95.010: Diesel Fuel: Using the New Low Sulfur Diesel


Many customers have expressed a desire for information and recommendations regarding the use of EPA mandated low sulfur diesel fuel and the possible effect it may have on their engines and/or fuel injection systems. The fuel is documented to produce fewer particulate, sulfur dioxide and NOx emissions.


Low sulfur diesel fuel may be produced in a number of ways. Some of these methods, such as using base stocks naturally low in sulfur content, yield a fuel with operating properties undistinguishable from earlier diesel fuel. One of the most cost effective processes to produce compliant fuel from high sulfur base stocks is called “hydrotreating”. This process involves the introduction of hydrogen in the refining process to remove sulfur and reduce aromatic hydrocarbons to their aliphatic (saturated) forms, also positively influencing cetane index.

Hydro processed low sulfur diesel fuel has been demonstrated to possess poorer lubricity properties than earlier diesel fuels. This loss of lubricity has resulted in high rates of fuel system component wear in tests run by some fuel injection equipment (FIE) manufacturers. Experience in European countries running hydro processed low sulfur diesel confirms the potential premature failure of FIE components but also proves the value of advanced lubricity additives in restoring normal operating life when properly blended in the low lubricity fuel.

Investigations conducted by American and International industry groups have documented the existence of the phenomenon and have put forth two proposed test methods for evaluating lubricity: the modified Ball On Cylinder Lubricity Evaluation (BOCLE) as developed by Or. Paul Lacey of Southwest Research in San Antonio, Texas, and the High Frequency Resonating Rig (HFRR) developed by the 180 in Great Britain. Both tests have been substantiated to provide excellent correlation to actual pump wear data.


Many of the failures on class 8 type engines are now thought to have been related to the negative response of seal materials when exposed to the new fuels after having been exposed for long periods of time to traditional fuels. These problems appear to be past and reports of recurrences once seals are replaced are exceedingly rare. This type of failure is not a lubricity issue. Some fuel pump manufacturers have reiterated long standing warranty policies of declining coverage on components which have worn out, regardless of age, if no defect in materials or workmanship is found.
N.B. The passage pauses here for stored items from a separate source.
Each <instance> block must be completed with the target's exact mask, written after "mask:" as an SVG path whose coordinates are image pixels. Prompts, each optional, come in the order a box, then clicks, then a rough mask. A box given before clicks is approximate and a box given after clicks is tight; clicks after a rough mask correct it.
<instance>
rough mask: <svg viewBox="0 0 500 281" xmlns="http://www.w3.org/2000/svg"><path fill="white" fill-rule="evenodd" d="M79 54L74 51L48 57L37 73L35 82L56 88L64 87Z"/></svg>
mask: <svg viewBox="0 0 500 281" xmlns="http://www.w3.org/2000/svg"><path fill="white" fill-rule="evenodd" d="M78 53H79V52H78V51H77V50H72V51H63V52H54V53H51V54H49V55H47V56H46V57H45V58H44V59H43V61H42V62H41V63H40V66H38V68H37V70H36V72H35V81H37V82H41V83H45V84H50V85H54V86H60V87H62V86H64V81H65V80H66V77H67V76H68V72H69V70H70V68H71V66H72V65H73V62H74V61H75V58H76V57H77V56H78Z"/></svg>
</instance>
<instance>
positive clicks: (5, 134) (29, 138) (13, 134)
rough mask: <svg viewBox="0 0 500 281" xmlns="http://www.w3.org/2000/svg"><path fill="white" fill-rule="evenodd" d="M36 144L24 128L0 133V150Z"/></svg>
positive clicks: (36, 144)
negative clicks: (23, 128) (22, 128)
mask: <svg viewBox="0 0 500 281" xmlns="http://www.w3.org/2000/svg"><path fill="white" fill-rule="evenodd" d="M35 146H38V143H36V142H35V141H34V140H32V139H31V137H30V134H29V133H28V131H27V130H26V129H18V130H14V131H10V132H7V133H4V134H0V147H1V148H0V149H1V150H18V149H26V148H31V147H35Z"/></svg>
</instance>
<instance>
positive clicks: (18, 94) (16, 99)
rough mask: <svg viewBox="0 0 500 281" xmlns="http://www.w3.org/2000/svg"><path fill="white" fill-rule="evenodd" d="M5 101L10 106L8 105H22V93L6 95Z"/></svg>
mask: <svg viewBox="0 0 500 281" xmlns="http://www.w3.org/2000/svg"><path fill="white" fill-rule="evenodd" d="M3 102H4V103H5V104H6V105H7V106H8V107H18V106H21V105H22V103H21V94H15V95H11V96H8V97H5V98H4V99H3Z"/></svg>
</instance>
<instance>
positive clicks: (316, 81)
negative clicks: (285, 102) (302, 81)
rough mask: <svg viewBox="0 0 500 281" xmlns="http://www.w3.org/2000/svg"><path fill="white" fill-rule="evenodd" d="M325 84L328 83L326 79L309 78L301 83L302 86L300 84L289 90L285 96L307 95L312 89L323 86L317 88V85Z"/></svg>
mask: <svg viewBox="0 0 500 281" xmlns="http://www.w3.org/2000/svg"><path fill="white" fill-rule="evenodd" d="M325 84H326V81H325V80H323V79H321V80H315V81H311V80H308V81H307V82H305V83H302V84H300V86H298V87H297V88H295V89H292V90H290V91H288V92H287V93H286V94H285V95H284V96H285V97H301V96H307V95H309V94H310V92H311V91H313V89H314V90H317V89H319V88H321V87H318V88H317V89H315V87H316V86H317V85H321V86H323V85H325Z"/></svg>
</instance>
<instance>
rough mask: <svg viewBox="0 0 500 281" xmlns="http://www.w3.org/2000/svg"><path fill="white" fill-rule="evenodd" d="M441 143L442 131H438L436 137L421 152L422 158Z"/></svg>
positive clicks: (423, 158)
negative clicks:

Premature failures of pumps running low sulfur fuel have been observed and are attributed to poor lubricity. The majority of failures involve distributor type fuel pumps found on small and mid-size diesels typically rated below 250 horsepower. At least one major diesel engine OEM has recommended the use of lubricity enhancing fuel additives.

PENRAY’S Recommendation:

Since the character of the fuel being used is unknown to the consumer, he can not predict the effect on his system. Most major heavy-duty engine manufacturers report no increase in FIE problems It is the position of Penray that consumers should educate themselves and discuss this issue with their engine manufacturer. If, after such discussion, the customer wishes to take preventative action to insure the normal operating life of their injection pumps and injectors, we recommend the use of a well documented lubricity enhancing fuel additive such as Fuel Prep 1000 (at 1:350) or Fuel Prep 2012 (at 1:7,000).